Tenofovir-Associated Bone Adverse Outcomes among a US National Historical Cohort of HIV-Infected Veterans: Risk Modification by Concomitant Antiretrovirals

Joanne LaFleur; Adam P Bress; Joel Myers; Lisa Rosenblatt; Jacob Crook; Kristin Knippenberg; Roger Bedimo; Pablo Tebas; Heather Nyman; Stephen Esker

doi:10.1007/s40121-018-0194-1

Tenofovir-Associated Bone Adverse Outcomes among a US National Historical Cohort of HIV-Infected Veterans: Risk Modification by Concomitant Antiretrovirals

Infect Dis Ther. 2018 Jun;7(2):293-308. doi: 10.1007/s40121-018-0194-1. Epub 2018 Feb 28.

Authors

Joanne LaFleur^{1

2}, Adam P Bress^{3

4}, Joel Myers⁵, Lisa Rosenblatt⁵, Jacob Crook^{3

6}, Kristin Knippenberg^{7

3}, Roger Bedimo^{8

9}, Pablo Tebas¹⁰, Heather Nyman⁷, Stephen Esker⁵

Affiliations

¹ Department of Pharmacotherapy, University of Utah, Salt Lake City, UT, USA. Joanne.Lafleur@pharm.utah.edu.
² Salt Lake City VA Health Care System, Salt Lake City, UT, USA. Joanne.Lafleur@pharm.utah.edu.
³ Salt Lake City VA Health Care System, Salt Lake City, UT, USA.
⁴ Department of Population Health Sciences, University of Utah School of Medicine, Salt Lake City, UT, USA.
⁵ Bristol-Myers Squibb, Lawrenceville, NJ, USA.
⁶ Division of Epidemiology, University of Utah, Salt Lake City, UT, USA.
⁷ Department of Pharmacotherapy, University of Utah, Salt Lake City, UT, USA.
⁸ VA North Texas Health Care System, Dallas, TX, USA.
⁹ University of Texas Southwestern Medical Center, Dallas, TX, USA.
¹⁰ Perelman School of Medicine, University of Pennsylvania, Philadelphia, PA, USA.

Abstract

Introduction: Tenofovir disoproxil fumarate (TDF) has been associated with greater incidences of bone complications, which might be modified by some concomitantly administered antiretrovirals, possibly by their effect on tenofovir concentrations. We compared bone adverse outcomes among treatment-naïve HIV-infected US veterans initiating efavirenz (EFV)-containing TDF/emtricitabine (FTC) regimens versus those initiating non-EFV-containing TDF/FTC regimens.

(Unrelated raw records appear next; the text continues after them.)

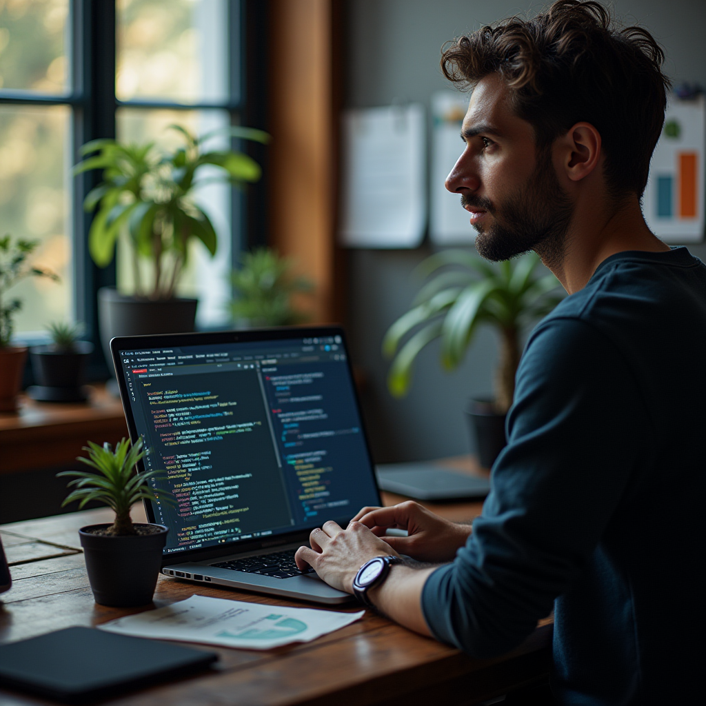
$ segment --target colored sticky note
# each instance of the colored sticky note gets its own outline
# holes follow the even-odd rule
[[[670,174],[657,176],[657,215],[658,218],[671,218],[674,179]]]
[[[679,215],[682,218],[696,217],[696,167],[695,152],[680,152],[679,162]]]

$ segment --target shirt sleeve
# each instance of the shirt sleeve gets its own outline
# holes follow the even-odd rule
[[[645,409],[627,362],[590,324],[553,318],[537,327],[482,515],[422,591],[438,640],[491,657],[549,614],[626,491],[648,428]]]

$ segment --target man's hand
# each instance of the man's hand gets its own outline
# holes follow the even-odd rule
[[[342,530],[333,520],[309,535],[311,549],[300,546],[294,561],[300,569],[309,565],[330,586],[353,592],[353,579],[366,561],[376,556],[397,556],[394,549],[366,527],[352,520]]]
[[[395,552],[419,561],[453,561],[471,534],[469,525],[444,520],[411,500],[391,508],[364,508],[351,520],[356,522],[369,527]],[[406,530],[408,536],[385,537],[390,529]]]

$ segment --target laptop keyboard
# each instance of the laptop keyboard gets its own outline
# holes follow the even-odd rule
[[[304,574],[314,573],[309,567],[303,570],[297,568],[294,563],[296,549],[278,551],[264,556],[248,556],[244,559],[231,559],[217,564],[211,564],[220,569],[231,569],[233,571],[244,571],[246,573],[256,573],[261,576],[273,576],[275,578],[290,578],[292,576],[303,576]]]

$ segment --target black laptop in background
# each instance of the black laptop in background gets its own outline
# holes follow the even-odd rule
[[[169,576],[325,604],[349,600],[294,554],[311,530],[381,505],[343,330],[284,328],[114,338],[145,502],[169,528]]]

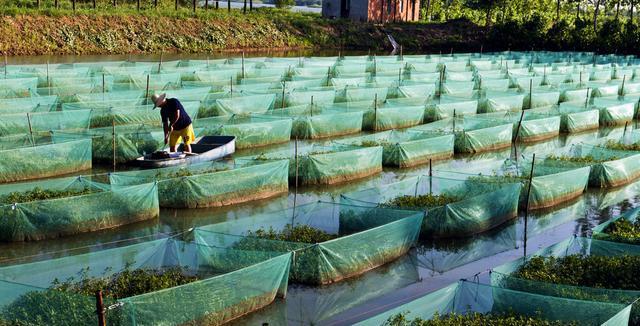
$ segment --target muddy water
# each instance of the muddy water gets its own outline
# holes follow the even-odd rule
[[[266,54],[262,54],[266,55]],[[286,55],[286,54],[284,54]],[[178,56],[179,57],[179,56]],[[176,58],[178,58],[176,57]],[[174,59],[170,56],[166,60]],[[15,58],[14,58],[15,59]],[[63,60],[60,57],[56,59]],[[71,62],[77,58],[64,58]],[[105,60],[83,57],[84,61]],[[122,57],[109,57],[111,60]],[[126,58],[124,58],[126,59]],[[144,57],[145,60],[154,58]],[[21,58],[24,62],[42,62],[43,58]],[[133,60],[140,60],[134,57]],[[53,61],[52,61],[53,62]],[[571,146],[612,134],[622,128],[601,129],[578,135],[561,135],[548,141],[519,145],[517,149],[480,154],[456,155],[434,164],[433,169],[453,171],[491,171],[516,153],[531,155]],[[356,135],[351,135],[353,137]],[[326,140],[304,141],[302,144]],[[236,155],[253,155],[263,151],[289,148],[292,142],[265,148],[239,151]],[[108,167],[97,167],[104,172]],[[429,167],[387,169],[376,176],[331,187],[292,188],[287,195],[224,208],[162,209],[157,220],[113,230],[105,230],[64,239],[0,245],[2,264],[33,261],[120,246],[188,231],[190,228],[253,214],[283,209],[287,206],[323,201],[339,201],[342,193],[367,189],[404,177],[428,174]],[[500,264],[546,247],[572,235],[589,235],[589,230],[621,210],[640,205],[640,181],[610,189],[589,189],[582,197],[548,210],[524,213],[495,230],[467,239],[423,242],[406,257],[360,277],[324,287],[290,285],[286,301],[234,321],[238,325],[348,325],[390,307],[434,291],[461,278],[488,280],[488,271]],[[527,227],[525,230],[525,218]],[[526,236],[525,236],[526,235]],[[525,241],[526,239],[526,241]],[[70,250],[73,249],[73,250]]]

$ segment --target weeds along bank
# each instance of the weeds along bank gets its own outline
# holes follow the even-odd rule
[[[0,53],[127,54],[257,49],[390,49],[386,31],[405,49],[477,50],[482,31],[470,24],[403,24],[375,26],[326,20],[316,14],[254,9],[103,11],[15,9],[0,12]]]

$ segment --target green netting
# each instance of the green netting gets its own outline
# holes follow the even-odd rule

Methods: Using national Veterans Health Administration clinical and administrative data sets, we identified a cohort of treatment-naïve HIV-infected veterans without bone disease who initiated therapy with TDF/FTC plus EFV, rilpivirine, elvitegravir/cobicistat, or ritonavir-boosted protease inhibitors in 2003-2015. The primary composite adverse bone outcome was the unadjusted incidence rate (IR) of osteoporosis, osteopenia, or fragility fracture (any hip, wrist, or spine fracture). To account for selection bias and confounding, we used inverse probability of treatment-weighted Cox proportional hazards regression models to calculate adjusted hazard ratios (HRs) for each outcome associated with EFV + TDF/FTC versus each non-EFV-containing TDF/FTC regimen.

Results: Of 33,048 HIV-positive veterans, 7161 initiated a TDF/FTC-containing regimen (mean age, 50 years; baseline CD4 < 200 cells/mm³, 33.3%; HIV-1 RNA > 100,000 copies/ml, 22.3%; mean follow-up, 13.0 months). Of these, 4137 initiated EFV- and 3024 non-EFV-containing regimens. Veterans initiating EFV- versus non-EFV-containing TDF/FTC regimens had a lower IR of the composite bone outcome (29.3 vs. 41.4 per 1000 patient-years), with significant risk reductions for this outcome [HR, 0.69; 95% confidence interval (CI), 0.58-0.83] and fragility fracture (HR, 0.59; 95% CI, 0.44-0.78).

Conclusion: EFV + TDF/FTC is associated with a lower risk of adverse bone outcomes compared with other TDF-containing regimens in the VHA.

Funding: Bristol-Myers Squibb.

Keywords: Efavirenz; Fracture; Osteoporosis; Tenofovir disoproxil fumarate; Veterans.